De naturalisatie of optie wordt geweigerd, als er binnen vijf jaren voor de indiening van het verzoek dan wel het afleggen van de optieverklaring of de beslissing daarop zo’n sanctie is opgelegd. Daarbij is niet van belang:
of de sanctie voorwaardelijk of onvoorwaardelijk is opgelegd;
of er na het opleggen van de sanctie geheel of gedeeltelijk, of voorwaardelijk of onvoorwaardelijk, gratie is verleend.
(…)
Paragraaf 6. Afwijking slecht mogelijk in geval zeer bijzondere omstandigheden
Bovenstaande regels geven een nadere invulling van het criterium ‘ernstig gevaar voor de openbare orde’ (in artikel 9, eerste lid, aanhef en onder a, RWN en artikel 6, vierde lid, RWN). Zij moeten door iedereen op dezelfde wijze worden uitgevoerd. Deze regels vervangen de genoemde artikelen niet. Zij sluiten dus ook niet uit dat zich in een concreet individueel geval heel bijzondere feiten of omstandigheden kunnen voordoen, die tot gevolg hebben dat alleen maar tot een juiste wetstoepassing kan worden gekomen door van deze regels af te wijken. Bij de toepassing van deze regels moet men er dus altijd op bedacht zijn dat zich in een concreet individueel geval heel bijzondere feiten of omstandigheden kunnen voordoen, die afwijking noodzakelijk kunnen maken.
(…)
Een bijzondere omstandigheid kan in het algemeen worden omschreven als een omstandigheid die wel belangrijk is, maar waaraan bij het opstellen van de regels niet of onvoldoende kon worden gedacht. Juist omdat het bijzondere omstandigheden zijn, kan niet van tevoren worden aangegeven welke omstandigheden zo bijzonder zijn dat zij tot afwijking van de regels in dit hoofdstuk moeten leiden.
(…)
Die bijzondere omstandigheden kunnen hoogstens leiden tot de conclusie dat de vreemdeling geen gevaar vormt voor de openbare orde. Als wel sprake is van ernstige vermoedens dat de vreemdeling een gevaar voor de openbare orde vormt, moet naturalisatie of optie worden geweigerd. Daarvan kan bij naturalisatie niet met toepassing van artikel 10 RWN worden afgeweken.

Voetnoten

1.Op grond van artikel 9, lid 1 onder a, RWN.
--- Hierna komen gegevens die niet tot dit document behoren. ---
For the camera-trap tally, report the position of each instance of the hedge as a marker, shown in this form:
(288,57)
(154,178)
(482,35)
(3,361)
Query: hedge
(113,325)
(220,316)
2.Zie bijvoorbeeld de uitspraak van 22 januari 2020, ECLI:NL:RVS:2020:192.
3.Zie bijvoorbeeld rechtsoverweging 3.1 in de uitspraak van de Afdeling van 1 december 2021, ECLI:NL:RVS:2021:2689, rechtsoverweging 4.1 in de uitspraak van de Afdeling van 11 mei 2022, ECLI:NL:RVS:2022:1358, en rechtsoverweging 5.1 in de uitspraak van de Afdeling van 8 maart 2023, ECLI:NL:RVS:2023:912.